O enigma de Cristina Kirchner
Se há uma dúvida que persegue os argentinos às vésperas das eleições não é sobre quem sairá vencedor, mas o papel que a vice-presidente Cristina Kirchner terá no provável governo de Alberto Fernández. Durante a campanha eleitoral, estrategicamente, o candidato peronista tomou distância de sua companheira de chapa. A dupla apareceu em público em apenas quatro ocasiões, incluindo o comício de encerramento.
Duas vezes presidente e atual senadora, Cristina seria a candidata nata, porém, com nove acusações de corrupção nas costas, designou Fernández, seu ex-chefe de gabinete, para liderar a chapa peronista. A decisão surpreendeu os mais céticos; afinal, o atual candidato a presidente deixou o governo falando mal de Cristina.
Se vencer no domingo, será o chefe da ex-presidente. Mas quem de fato exercerá o poder? Ao que tudo indica, esse, sim, será o seu maior desafio, se eleito. Fernández chegou a se irritar, na campanha, com as especulações sobre a difícil convivência entre os dois e a possível ingerência de Cristina nas decisões do futuro governo.
Foi veemente ao descartar o papel de fantoche, adiantando, contudo, que sempre consultará a ex-presidente “por sua experiência” no cargo. “Nosso grande acerto foi entender que divididos fazemos um favor aos opositores”, alegou.
O eleitor, no entanto, se mostra dividido sobre as atribuições da dupla: segundo a pesquisa da D’Alessio IROL y Berensztein, 45% acreditam que quem mandará é Cristina; 41% acham que as principais decisões caberão a Fernández.

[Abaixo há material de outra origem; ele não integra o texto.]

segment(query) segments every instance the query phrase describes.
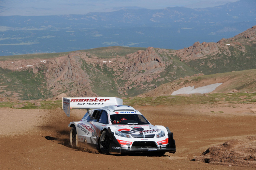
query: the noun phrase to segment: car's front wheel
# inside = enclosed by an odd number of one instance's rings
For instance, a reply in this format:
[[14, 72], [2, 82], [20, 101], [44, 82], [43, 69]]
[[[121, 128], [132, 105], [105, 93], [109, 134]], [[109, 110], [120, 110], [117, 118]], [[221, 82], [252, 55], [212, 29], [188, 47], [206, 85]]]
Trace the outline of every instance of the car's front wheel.
[[109, 153], [109, 136], [106, 131], [102, 132], [99, 141], [100, 151], [104, 154]]
[[75, 127], [72, 127], [70, 130], [69, 134], [69, 139], [70, 141], [70, 145], [72, 148], [78, 146], [76, 130]]

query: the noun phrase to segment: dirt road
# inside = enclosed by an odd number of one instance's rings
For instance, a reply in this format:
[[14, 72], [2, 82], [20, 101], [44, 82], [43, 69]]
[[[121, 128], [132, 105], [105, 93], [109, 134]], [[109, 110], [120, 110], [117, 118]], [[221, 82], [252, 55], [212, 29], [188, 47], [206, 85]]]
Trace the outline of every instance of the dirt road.
[[85, 111], [72, 110], [71, 117], [67, 117], [60, 109], [5, 108], [0, 113], [0, 169], [247, 169], [256, 167], [190, 160], [210, 147], [256, 135], [256, 114], [250, 109], [256, 108], [255, 104], [133, 106], [152, 124], [169, 128], [176, 142], [175, 154], [167, 153], [162, 157], [139, 154], [108, 155], [89, 146], [80, 149], [71, 148], [68, 125], [80, 120]]

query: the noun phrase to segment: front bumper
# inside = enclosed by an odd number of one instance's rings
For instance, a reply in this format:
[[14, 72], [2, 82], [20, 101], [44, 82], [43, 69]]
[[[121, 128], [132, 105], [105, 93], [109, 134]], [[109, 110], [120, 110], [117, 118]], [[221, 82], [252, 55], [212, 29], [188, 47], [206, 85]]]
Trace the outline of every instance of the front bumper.
[[176, 151], [176, 149], [170, 148], [143, 148], [134, 147], [130, 148], [121, 148], [122, 153], [139, 152], [139, 153], [153, 153], [166, 152], [169, 152], [170, 153], [174, 153]]

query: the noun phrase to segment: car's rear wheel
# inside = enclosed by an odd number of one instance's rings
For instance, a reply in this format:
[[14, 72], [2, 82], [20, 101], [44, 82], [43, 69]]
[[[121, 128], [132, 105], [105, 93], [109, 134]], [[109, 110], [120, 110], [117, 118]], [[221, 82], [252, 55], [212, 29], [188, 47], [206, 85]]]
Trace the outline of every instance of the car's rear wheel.
[[78, 146], [76, 130], [74, 127], [72, 127], [70, 130], [69, 140], [70, 141], [70, 145], [72, 147], [74, 148]]
[[109, 136], [106, 131], [102, 132], [100, 137], [99, 146], [100, 151], [104, 154], [109, 153]]

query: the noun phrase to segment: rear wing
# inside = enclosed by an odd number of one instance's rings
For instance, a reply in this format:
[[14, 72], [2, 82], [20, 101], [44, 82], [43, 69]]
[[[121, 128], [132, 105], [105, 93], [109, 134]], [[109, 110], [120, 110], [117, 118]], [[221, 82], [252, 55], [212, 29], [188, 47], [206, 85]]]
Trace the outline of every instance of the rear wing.
[[68, 117], [71, 109], [99, 108], [110, 105], [123, 105], [123, 99], [116, 97], [62, 98], [62, 109]]

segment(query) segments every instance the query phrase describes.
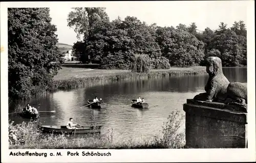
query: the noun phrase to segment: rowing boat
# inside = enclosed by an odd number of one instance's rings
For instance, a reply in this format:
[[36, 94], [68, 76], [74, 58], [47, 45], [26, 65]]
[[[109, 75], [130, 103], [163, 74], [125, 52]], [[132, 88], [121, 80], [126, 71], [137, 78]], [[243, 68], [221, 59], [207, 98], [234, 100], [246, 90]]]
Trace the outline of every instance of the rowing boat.
[[66, 126], [47, 126], [38, 125], [43, 132], [67, 134], [87, 134], [100, 132], [101, 126], [81, 126], [77, 129], [68, 129]]
[[101, 106], [100, 106], [100, 102], [94, 103], [93, 100], [88, 100], [88, 104], [92, 103], [89, 106], [92, 108], [101, 108]]
[[138, 103], [137, 102], [136, 100], [133, 99], [132, 100], [132, 106], [136, 107], [136, 108], [147, 108], [148, 107], [148, 104], [147, 103]]
[[24, 117], [25, 118], [28, 118], [28, 119], [30, 119], [30, 118], [37, 119], [39, 118], [39, 113], [37, 114], [31, 114], [31, 113], [28, 112], [27, 111], [22, 112], [22, 113], [20, 113], [19, 115], [22, 117]]

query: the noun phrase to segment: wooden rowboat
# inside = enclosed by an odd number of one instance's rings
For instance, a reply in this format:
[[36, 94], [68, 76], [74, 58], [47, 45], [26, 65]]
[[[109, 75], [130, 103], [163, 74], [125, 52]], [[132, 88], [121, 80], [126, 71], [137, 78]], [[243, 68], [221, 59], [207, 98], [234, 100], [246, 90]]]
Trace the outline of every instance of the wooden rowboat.
[[93, 100], [88, 100], [88, 104], [92, 103], [89, 106], [89, 107], [91, 107], [91, 108], [101, 108], [101, 106], [100, 106], [100, 102], [93, 103]]
[[37, 119], [39, 118], [39, 113], [37, 114], [32, 114], [29, 112], [25, 111], [22, 112], [19, 114], [20, 116], [23, 118], [28, 118], [28, 119]]
[[76, 129], [68, 129], [66, 126], [47, 126], [39, 125], [38, 125], [38, 127], [42, 130], [43, 132], [60, 134], [88, 134], [99, 133], [100, 132], [100, 129], [101, 128], [101, 126], [81, 126], [80, 127], [77, 127]]
[[137, 103], [137, 100], [135, 99], [132, 100], [132, 106], [140, 108], [147, 108], [149, 105], [147, 103]]

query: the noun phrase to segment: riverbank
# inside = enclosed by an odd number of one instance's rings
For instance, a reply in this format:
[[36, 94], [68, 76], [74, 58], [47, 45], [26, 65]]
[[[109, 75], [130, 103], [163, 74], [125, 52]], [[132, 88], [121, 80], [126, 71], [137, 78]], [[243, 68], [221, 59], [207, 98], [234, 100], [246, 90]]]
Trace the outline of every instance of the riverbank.
[[23, 122], [14, 125], [9, 124], [10, 149], [163, 149], [184, 147], [184, 132], [177, 131], [182, 125], [184, 116], [180, 111], [171, 112], [162, 126], [160, 134], [152, 140], [140, 141], [113, 140], [115, 131], [110, 130], [104, 134], [87, 134], [73, 138], [63, 134], [43, 134], [37, 127], [36, 122]]

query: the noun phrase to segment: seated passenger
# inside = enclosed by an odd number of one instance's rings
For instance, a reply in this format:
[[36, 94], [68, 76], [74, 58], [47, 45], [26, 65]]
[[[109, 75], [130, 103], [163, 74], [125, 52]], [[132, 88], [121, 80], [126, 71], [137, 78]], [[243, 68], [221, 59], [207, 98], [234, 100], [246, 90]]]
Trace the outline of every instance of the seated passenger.
[[73, 123], [73, 119], [72, 118], [69, 119], [69, 121], [68, 122], [68, 124], [67, 124], [67, 128], [68, 129], [77, 129], [77, 128], [75, 127], [77, 124]]

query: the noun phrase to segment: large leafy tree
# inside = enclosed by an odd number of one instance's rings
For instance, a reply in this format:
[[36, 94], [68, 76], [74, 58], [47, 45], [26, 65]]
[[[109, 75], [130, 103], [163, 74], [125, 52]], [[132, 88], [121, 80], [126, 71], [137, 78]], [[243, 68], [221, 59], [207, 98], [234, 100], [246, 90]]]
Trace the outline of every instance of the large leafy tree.
[[9, 96], [28, 98], [45, 87], [63, 62], [49, 8], [8, 9]]
[[[106, 32], [110, 28], [109, 18], [104, 8], [73, 8], [73, 11], [68, 15], [68, 26], [74, 29], [77, 37], [83, 41], [80, 42], [80, 47], [84, 47], [81, 60], [87, 62], [90, 56], [90, 61], [99, 63], [105, 49]], [[83, 43], [83, 46], [81, 44]], [[80, 48], [74, 48], [75, 53], [81, 53]], [[78, 51], [75, 50], [78, 50]]]
[[159, 28], [157, 41], [161, 47], [162, 55], [169, 60], [172, 66], [189, 66], [199, 64], [204, 59], [204, 44], [181, 25]]
[[245, 65], [247, 58], [246, 38], [228, 29], [217, 32], [212, 41], [213, 47], [221, 52], [224, 66]]

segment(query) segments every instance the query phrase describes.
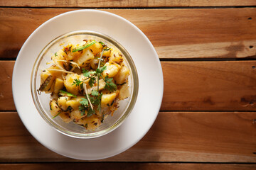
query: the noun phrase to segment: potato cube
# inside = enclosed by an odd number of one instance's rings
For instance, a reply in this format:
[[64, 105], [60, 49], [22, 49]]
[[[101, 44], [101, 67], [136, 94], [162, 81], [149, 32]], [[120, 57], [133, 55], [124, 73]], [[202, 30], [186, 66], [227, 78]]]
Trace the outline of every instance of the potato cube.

Como observou o editor-chefe do “Clarín”, Ricardo Kirschbaum, em artigo na revista americana “Foreign Policy”, Fernández terá que construir sua própria base do poder do zero, recorrendo a aliados nos setores moderado e sindicalista, enquanto lida com uma companheira de chapa muito mais poderosa e enfrenta uma crise socioeconômica crônica no país.
As pesquisas indicam que a chapa kirchnerista está entre 16 e 22 pontos à frente da liderada pelo atual presidente Mauricio Macri. A vantagem ainda é maior do que a conquistada nas prévias de agosto, que funciona como uma sólida pesquisa eleitoral.
“Desde as primárias, o presidente se transformou num cadáver político. E formalmente ainda há uma eleição a ser disputada no domingo. Mas entre agosto e outubro, o governo enfrentou uma travessia no deserto para tentar conter a inevitável erosão das reservas e a escalada do dólar”, analisou Fabio Giambiagi, chefe do Departamento de Pesquisas Econômicas do BNDES, em debate no Centro Brasileiro de Relações Internacionais (Cebri).
Ironicamente, Macri devolverá o país a seu sucessor em uma situação econômica muito mais grave em relação à que herdou há quatro anos de sua antecessora: 35,4% da população se encontram abaixo da linha da pobreza, a inflação anual é de 53%, o desemprego chegou a 10,6% — o maior índice em 13 anos. Em dois meses, o dólar pulou de 46 para 59 pesos argentinos.
É esta dura realidade que o novo presidente argentino terá que destrinchar logo que assumir. Alberto Fernández é considerado um político com habilidade política e adota o tom moderado, mas lhe falta o carisma de sua companheira de chapa, muito popular nas camadas mais pobres. O candidato peronista insiste que ele e Cristina Kirchner são um só e falam a mesma língua. Falta saber qual dos dois mudou.